Teenage survey results

Epilepsy Action surveyed 266 young people aged 12-20 with epilepsy to find out how they feel about living with the condition. The survey is believed to be the largest of young people with epilepsy ever carried out.

The main results were:

• Those young people who feel better informed about their epilepsy seem more able to manage the impact it has on their lives. Those who feel well-informed are more likely to be able to discuss their epilepsy with their doctor and understand why they have to take their medication. They feel better supported at school and feel their epilepsy has less of an impact on their school work. They are also more likely to feel comfortable being open about their epilepsy and are less likely to feel excluded because of it.

• A quarter (24 per cent) of young people do not feel they have enough information about their epilepsy.

• Most young people said their teacher knows they have epilepsy (81 per cent) and feel their epilepsy affects their schoolwork (72 per cent). Despite this, less than half (44 per cent) of young people feel their teacher understands what epilepsy is and only a third (39 per cent) feel well-supported at school.

• Encouragingly, most young people feel they can talk to their doctor about their epilepsy (83 per cent) and understand why it is important to take their medication (87 per cent).

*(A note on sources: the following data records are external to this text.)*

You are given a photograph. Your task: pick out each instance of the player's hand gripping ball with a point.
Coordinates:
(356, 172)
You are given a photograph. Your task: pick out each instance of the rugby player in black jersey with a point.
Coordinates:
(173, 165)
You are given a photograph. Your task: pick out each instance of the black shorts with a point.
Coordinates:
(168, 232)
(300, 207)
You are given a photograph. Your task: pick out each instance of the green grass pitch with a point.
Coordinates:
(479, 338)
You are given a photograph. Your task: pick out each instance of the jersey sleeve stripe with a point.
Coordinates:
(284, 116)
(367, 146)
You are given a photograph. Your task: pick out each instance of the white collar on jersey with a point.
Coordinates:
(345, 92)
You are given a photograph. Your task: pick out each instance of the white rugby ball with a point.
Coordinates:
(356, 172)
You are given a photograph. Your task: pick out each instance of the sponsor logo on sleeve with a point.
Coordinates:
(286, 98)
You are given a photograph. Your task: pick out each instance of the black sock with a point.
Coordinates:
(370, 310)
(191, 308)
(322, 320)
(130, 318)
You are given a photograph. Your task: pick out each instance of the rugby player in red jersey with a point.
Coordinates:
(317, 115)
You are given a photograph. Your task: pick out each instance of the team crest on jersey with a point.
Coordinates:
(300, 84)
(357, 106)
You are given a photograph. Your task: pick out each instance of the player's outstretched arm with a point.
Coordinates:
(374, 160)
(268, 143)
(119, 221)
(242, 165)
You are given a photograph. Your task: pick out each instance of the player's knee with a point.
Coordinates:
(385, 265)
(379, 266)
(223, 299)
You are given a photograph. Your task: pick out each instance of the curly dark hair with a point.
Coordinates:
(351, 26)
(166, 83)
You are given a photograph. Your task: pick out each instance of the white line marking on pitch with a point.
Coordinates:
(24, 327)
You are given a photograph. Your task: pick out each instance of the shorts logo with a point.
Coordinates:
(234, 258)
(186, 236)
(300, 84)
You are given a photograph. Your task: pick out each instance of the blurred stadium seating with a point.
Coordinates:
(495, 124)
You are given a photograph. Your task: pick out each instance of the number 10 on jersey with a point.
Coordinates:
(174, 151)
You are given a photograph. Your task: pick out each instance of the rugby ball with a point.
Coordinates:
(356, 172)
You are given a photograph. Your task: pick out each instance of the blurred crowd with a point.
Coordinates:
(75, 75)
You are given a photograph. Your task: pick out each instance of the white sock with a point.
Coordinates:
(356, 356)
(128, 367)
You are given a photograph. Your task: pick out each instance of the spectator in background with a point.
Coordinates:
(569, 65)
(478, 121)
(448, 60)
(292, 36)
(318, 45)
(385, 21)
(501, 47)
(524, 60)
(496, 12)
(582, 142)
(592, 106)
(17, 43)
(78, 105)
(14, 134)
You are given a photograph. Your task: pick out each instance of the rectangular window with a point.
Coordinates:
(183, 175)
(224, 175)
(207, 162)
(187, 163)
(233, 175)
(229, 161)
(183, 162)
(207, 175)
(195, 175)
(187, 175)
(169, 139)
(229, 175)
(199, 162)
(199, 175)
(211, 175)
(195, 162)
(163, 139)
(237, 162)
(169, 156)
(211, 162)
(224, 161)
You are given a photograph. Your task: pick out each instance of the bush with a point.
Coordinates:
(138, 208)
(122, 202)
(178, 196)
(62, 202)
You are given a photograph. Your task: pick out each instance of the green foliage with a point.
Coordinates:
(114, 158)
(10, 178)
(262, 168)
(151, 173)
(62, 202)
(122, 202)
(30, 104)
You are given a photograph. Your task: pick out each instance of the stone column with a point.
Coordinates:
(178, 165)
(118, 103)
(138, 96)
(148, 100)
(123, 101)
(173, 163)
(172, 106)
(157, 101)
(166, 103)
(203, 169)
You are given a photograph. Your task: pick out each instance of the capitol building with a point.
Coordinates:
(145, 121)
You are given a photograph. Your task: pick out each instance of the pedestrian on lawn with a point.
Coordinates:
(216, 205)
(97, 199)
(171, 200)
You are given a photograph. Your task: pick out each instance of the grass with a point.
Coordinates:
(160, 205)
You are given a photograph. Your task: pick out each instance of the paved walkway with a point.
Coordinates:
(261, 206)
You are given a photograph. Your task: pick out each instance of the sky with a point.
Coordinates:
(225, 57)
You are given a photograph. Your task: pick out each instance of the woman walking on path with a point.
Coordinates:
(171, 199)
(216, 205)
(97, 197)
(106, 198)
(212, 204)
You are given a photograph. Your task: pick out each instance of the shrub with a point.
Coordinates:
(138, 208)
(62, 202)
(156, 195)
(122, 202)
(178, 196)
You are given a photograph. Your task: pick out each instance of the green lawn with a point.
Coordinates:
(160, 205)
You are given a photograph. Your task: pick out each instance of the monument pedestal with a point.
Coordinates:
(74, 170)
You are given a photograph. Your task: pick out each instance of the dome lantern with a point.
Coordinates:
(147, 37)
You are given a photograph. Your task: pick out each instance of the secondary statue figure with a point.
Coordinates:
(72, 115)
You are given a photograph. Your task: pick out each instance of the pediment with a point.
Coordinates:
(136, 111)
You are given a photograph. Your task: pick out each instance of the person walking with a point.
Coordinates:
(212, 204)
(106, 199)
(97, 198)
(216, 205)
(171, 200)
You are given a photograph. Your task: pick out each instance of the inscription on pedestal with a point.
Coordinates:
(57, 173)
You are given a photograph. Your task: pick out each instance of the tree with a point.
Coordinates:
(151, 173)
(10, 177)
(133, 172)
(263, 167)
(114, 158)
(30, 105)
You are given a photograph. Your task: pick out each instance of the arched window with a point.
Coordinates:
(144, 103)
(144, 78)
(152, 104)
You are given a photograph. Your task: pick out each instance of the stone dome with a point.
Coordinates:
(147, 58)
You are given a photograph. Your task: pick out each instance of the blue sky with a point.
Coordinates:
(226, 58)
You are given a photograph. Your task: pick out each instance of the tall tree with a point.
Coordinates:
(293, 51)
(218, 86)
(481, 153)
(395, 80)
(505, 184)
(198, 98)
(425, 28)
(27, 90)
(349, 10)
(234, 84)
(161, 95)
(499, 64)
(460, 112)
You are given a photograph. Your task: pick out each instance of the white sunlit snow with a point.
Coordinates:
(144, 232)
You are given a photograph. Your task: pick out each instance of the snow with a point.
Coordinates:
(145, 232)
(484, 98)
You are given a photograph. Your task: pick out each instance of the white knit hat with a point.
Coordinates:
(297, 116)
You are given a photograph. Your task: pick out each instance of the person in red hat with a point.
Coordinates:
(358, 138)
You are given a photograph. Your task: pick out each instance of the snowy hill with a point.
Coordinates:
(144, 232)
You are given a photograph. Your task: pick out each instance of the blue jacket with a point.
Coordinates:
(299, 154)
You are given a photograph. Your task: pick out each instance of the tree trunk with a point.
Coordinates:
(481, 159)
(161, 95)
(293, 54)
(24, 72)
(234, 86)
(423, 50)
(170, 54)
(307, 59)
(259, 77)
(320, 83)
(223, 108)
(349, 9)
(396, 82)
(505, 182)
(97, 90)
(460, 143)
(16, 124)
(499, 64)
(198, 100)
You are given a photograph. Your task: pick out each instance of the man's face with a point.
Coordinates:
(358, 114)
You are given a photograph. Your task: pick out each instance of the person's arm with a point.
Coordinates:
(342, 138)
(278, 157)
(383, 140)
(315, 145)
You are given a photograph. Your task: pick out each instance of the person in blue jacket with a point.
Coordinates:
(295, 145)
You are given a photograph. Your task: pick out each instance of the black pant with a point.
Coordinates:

A third (34 per cent) feel that their doctor tends to speak to their parents instead of them but two-thirds (59 per cent) feel they have been given enough information about their condition.

• Over half (57 per cent) of young people worry about what people will think if they tell them about their epilepsy but two-thirds (65 per cent) feel comfortable telling their friends. A third (34 per cent) of young people feel that people sometimes avoid them because of their epilepsy and half (52 per cent) said they sometimes feel excluded. Half (49 per cent) said that their friend would know what to do if they had a seizure.

• Most young people feel quite strongly that epilepsy is not going to prevent them from doing the things they want to do. They were asked to rate, on a scale of one to 10, how far they agreed with the statement “My epilepsy isn’t going to stand in the way of what I want to do in life” (where ‘10’ indicated the strongest agreement). The response was very positive, with over 60 per cent of respondents giving a rating of seven or above.